Au nom de notre (?) protection.
Différents attentats, dont ceux de 1995, ont conduit à la mise sur pied du Plan VIGIPIRATE. Pour protéger la population, l'Etat a mis en place un dispositif policier, renforcé par les armées, visant à dissuader un acte terroriste. Très rapidement, le pays s'est retrouvé au niveau VIGIPIRATE ROUGE avec affichage d'un risque "permanent" d'attaque terroriste. Les dirigeants ont instauré un climat de peur et de suspicion, profitant du besoin de la population d'être "rassurée". Il était difficile pour eux de faire redescendre le niveau (entre 2003 et 2013). Force est de constater que le terrorisme n'a pas frappé au regard des discours tenus mais l'état de vigilance s'est banalisé.
Il a fallu redéfinir ce plan (2014 puis 2016) pour inscrire dans le marbre un dispositif exceptionnel à sa création mais finalement inscrit dans notre paysage, en particulier dans les grandes villes. Le ministère de l'Intérieur a gagné beaucoup de pouvoir dans cette période (action visible de l'Etat dans des zones fortement peuplées, pouvoir d'enquête et d'investigations accru, création de la direction de la Sécurité intérieure). On peut se demander d'ailleurs à quel point ce dispositif de lutte contre le terrorisme n'est pas devenu un dispositif de lutte contre la délinquance : quand on contrôle et on cherche, on trouve, mais pas nécessairement ce que l'on cherchait au départ.

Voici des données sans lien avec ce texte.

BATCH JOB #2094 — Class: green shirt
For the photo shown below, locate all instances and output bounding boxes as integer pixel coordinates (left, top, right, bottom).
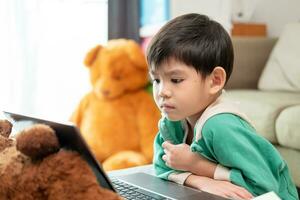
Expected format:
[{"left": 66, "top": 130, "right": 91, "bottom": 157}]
[{"left": 154, "top": 113, "right": 298, "bottom": 200}]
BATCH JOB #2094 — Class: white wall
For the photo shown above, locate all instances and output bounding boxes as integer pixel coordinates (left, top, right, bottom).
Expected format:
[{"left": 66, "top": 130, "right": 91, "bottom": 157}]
[
  {"left": 170, "top": 0, "right": 300, "bottom": 37},
  {"left": 170, "top": 0, "right": 231, "bottom": 31},
  {"left": 250, "top": 0, "right": 300, "bottom": 37}
]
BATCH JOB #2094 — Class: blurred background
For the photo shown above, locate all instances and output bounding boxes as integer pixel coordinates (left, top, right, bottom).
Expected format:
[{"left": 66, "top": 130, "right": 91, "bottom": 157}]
[{"left": 0, "top": 0, "right": 300, "bottom": 121}]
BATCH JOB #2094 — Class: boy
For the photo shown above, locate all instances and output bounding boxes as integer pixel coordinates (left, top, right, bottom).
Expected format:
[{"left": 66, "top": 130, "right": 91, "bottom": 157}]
[{"left": 147, "top": 14, "right": 298, "bottom": 200}]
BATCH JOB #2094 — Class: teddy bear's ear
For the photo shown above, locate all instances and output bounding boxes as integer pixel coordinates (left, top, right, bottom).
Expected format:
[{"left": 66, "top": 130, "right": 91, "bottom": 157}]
[
  {"left": 127, "top": 40, "right": 147, "bottom": 70},
  {"left": 84, "top": 45, "right": 102, "bottom": 67}
]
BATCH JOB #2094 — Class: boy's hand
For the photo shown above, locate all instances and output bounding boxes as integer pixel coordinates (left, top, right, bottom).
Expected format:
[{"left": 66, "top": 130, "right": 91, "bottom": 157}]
[
  {"left": 185, "top": 174, "right": 253, "bottom": 199},
  {"left": 162, "top": 141, "right": 217, "bottom": 178},
  {"left": 162, "top": 141, "right": 201, "bottom": 171}
]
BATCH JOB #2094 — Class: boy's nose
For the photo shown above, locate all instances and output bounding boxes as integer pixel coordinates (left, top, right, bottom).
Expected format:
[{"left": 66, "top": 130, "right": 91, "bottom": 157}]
[{"left": 158, "top": 87, "right": 172, "bottom": 98}]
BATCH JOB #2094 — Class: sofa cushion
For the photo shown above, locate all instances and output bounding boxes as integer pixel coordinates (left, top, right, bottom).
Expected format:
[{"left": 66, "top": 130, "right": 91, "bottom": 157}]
[
  {"left": 224, "top": 90, "right": 300, "bottom": 144},
  {"left": 275, "top": 146, "right": 300, "bottom": 188},
  {"left": 258, "top": 23, "right": 300, "bottom": 91},
  {"left": 276, "top": 105, "right": 300, "bottom": 150}
]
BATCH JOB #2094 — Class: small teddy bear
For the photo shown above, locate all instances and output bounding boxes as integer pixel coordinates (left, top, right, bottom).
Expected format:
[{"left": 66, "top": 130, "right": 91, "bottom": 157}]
[
  {"left": 71, "top": 39, "right": 160, "bottom": 170},
  {"left": 0, "top": 120, "right": 121, "bottom": 200}
]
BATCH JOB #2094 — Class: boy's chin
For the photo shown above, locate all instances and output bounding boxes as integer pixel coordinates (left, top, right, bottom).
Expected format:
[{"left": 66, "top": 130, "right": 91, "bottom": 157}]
[{"left": 163, "top": 113, "right": 185, "bottom": 121}]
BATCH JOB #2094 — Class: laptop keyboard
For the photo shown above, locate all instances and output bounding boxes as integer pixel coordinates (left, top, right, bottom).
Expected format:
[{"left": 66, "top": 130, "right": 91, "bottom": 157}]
[{"left": 111, "top": 178, "right": 168, "bottom": 200}]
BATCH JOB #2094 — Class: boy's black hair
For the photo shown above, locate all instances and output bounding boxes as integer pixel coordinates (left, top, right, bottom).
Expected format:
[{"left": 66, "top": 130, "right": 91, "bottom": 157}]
[{"left": 147, "top": 13, "right": 234, "bottom": 82}]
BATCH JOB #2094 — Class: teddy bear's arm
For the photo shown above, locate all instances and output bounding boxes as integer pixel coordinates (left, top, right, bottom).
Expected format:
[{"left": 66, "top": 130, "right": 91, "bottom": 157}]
[{"left": 70, "top": 94, "right": 89, "bottom": 128}]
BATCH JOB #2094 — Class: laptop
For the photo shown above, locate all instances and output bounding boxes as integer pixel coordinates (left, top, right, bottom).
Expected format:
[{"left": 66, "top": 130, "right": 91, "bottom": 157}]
[{"left": 3, "top": 111, "right": 229, "bottom": 200}]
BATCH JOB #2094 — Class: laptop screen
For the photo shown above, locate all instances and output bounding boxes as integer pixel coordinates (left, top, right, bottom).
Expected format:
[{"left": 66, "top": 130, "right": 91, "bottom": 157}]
[{"left": 3, "top": 111, "right": 115, "bottom": 191}]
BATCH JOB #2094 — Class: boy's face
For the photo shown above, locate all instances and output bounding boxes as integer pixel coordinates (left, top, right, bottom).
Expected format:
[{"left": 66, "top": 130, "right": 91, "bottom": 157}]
[{"left": 150, "top": 59, "right": 212, "bottom": 121}]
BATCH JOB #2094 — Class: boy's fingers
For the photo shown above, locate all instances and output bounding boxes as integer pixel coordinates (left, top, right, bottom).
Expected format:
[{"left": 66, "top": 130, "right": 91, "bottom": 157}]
[
  {"left": 236, "top": 188, "right": 253, "bottom": 199},
  {"left": 161, "top": 141, "right": 173, "bottom": 150},
  {"left": 161, "top": 155, "right": 167, "bottom": 161}
]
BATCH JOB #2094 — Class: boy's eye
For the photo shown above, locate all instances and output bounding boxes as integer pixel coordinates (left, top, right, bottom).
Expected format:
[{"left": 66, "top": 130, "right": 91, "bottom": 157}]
[
  {"left": 171, "top": 78, "right": 183, "bottom": 83},
  {"left": 152, "top": 78, "right": 160, "bottom": 83}
]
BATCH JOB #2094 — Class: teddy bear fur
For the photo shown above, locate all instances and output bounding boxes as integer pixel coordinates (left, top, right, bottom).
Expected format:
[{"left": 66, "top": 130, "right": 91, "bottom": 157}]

Avec le changement de 2016, beaucoup de manifestations ont connu des difficultés liées au surcoût des mesures de sûreté supplémentaires à prendre. Certains organisateurs ont dû renoncer à leurs évènements et manifestations. Le cadre de vie du citoyen s'est dégradé. Le terrorisme a eu une victoire en nous laissant faire.
Aujourd'hui notre liberté s'est réduite pour notre "bien". La peur du terrorisme est entrée dans les têtes. Ce qu'elle permet est devenue un bon levier d'action pour contraindre à la demande la population sans remise en cause.
Le COVID-19 a déclenché le même processus que le terrorisme mais avec une efficacité incomparablement supérieure puisque chacun d'entre nous peut à juste titre se sentir visé et se voir comme une victime potentielle. La paralysie du pays est générale. Le virus "va plus loin" que le terroriste qui ne provoque qu'un petit freinage de l'Economie.
L'Etat a été perdu face à l'ampleur de la menace. Le pays n'était pas prêt en dépit des enseignements des crises sanitaires précédentes et du plan Pandémie rédigé à cette occasion (mesures à prendre comme le stockage de masques). Il a donné la "priorité à l'humain plutôt qu'à l'Economie" pour parer à l'urgence de la situation. Mais rapidement, après avoir admis et fait admettre qu'il y aurait beaucoup de morts (mais pas trop), le réalisme et la rationalité (l'utilitarisme) ont repris le dessus et le discours a glissé vers le (est revenu au) sauvetage de l'Economie : il va falloir travailler plus pour faire gagner plus et rattraper le niveau des courbes de la croissance.
La peur du virus commençant à s'inscrire durablement dans les têtes, il faut de nouveau réalimenter la peur du salarié. La "crise économique" est toujours là mais la situation catastrophique annoncée offre une possibilité inattendue de prendre des mesures allant dans le sens de ce que n'osaient même plus demander les grands patrons. Les petits patrons et les indépendants ont déjà perdu. Ceux dont la bonne santé financière n'était pas avérée au départ de cette crise sanitaire sont déjà morts. Nous n'aurons jamais de chiffres sur les morts autres que du fait du virus, induits par ce confinement.
Le code du travail est remis en cause.
Ne sommes nous pas en train de vivre avec la gestion du COVID ce que nous avons vécu avec la gestion du terrorisme à partir de 1995 ? Des mesures d'urgence vont être prises pour la protection de l'Economie dans un contexte de crise permanente et de recherche d'une chimère dans notre pays que l'on appelle "croissance". Il est fort à parier que ces mesures exceptionnelles vont, comme pour VIGIPIRATE, en tout ou partie s'inscrire dans la durée pour se banaliser. Si l'intention du gouvernement et de ceux qui lui susurrent à l'oreille n'est pas manifeste, l'on ne peut s'empêcher d'avoir cela en tête.
Si le gouvernement voulait mettre en place les derniers éléments pour créer les conditions d'un soulèvement général, il ne s'y prendrait pas mieux.